Some time ago we discussed how you can access data that are stored in Amazon Redshift and PostgreSQL with Python and R. Let’s say you did find an easy way to store a pile of data in your BigQuery data warehouse and keep them in sync. Now you want to start messing with it using statistical techniques, maybe build a model of your customers’ behaviour, or try to predict your churn rate.
To do that, you will need to extract your data from BigQuery and use a framework or language that is best suited for data analysis and the most popular so far are Python and R. In this small tutorial we will see how we can extract data that is stored in Google BigQuery to load it with Python or R, and then use the numerous analytic libraries and algorithms that exist for these two languages.
Connect to BigQuery with Python
In order to pull data out of BigQuery, or any other database, we first need to connect to our instance. To do so, we need a cloud client library for the Google BigQuery API. Although the options are quite many, we are going to work with the Google Cloud Bigquery library which is Google-supported.
However, feel free to explore other third-party options like the BigQuery-Python library by tylertreat which is also widely used, well-documented and frequently maintained.
So, in order to be able to install the Google Cloud Library, we assume that you have already setup a Python Development Environment. If this is not the case you can refer to Python Development Environment Setup Guide.

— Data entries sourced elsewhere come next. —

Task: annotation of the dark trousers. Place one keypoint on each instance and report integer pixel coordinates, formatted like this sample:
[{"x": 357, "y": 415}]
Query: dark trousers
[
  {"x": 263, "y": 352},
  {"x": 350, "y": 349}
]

The next step is to install the library and this can be easily achieved by executing the following command:
pip install --upgrade google-cloud-bigquery
In order to be able to connect to the database, you need to download locally the .json file which contains the necessary credentials from within your service account. In case you didn’t already have a service account, you would have to create one and then download in our local machine the previously mentioned JSON.
Now that everything is set we can move on and write some Python code in order to initialize the connection.
from google.cloud import bigquery from google.oauth2 import service_account credentials = service_account.Credentials.from_service_account_file( 'path/to/file.json') project_id = 'my-bq' client = bigquery.Client(credentials= credentials,project=project_id)
As you can see, the parameters you need to specify are the project_id and the location of the json key file. In BigQuery, a project is the top-level container and provides you default access control across all datasets.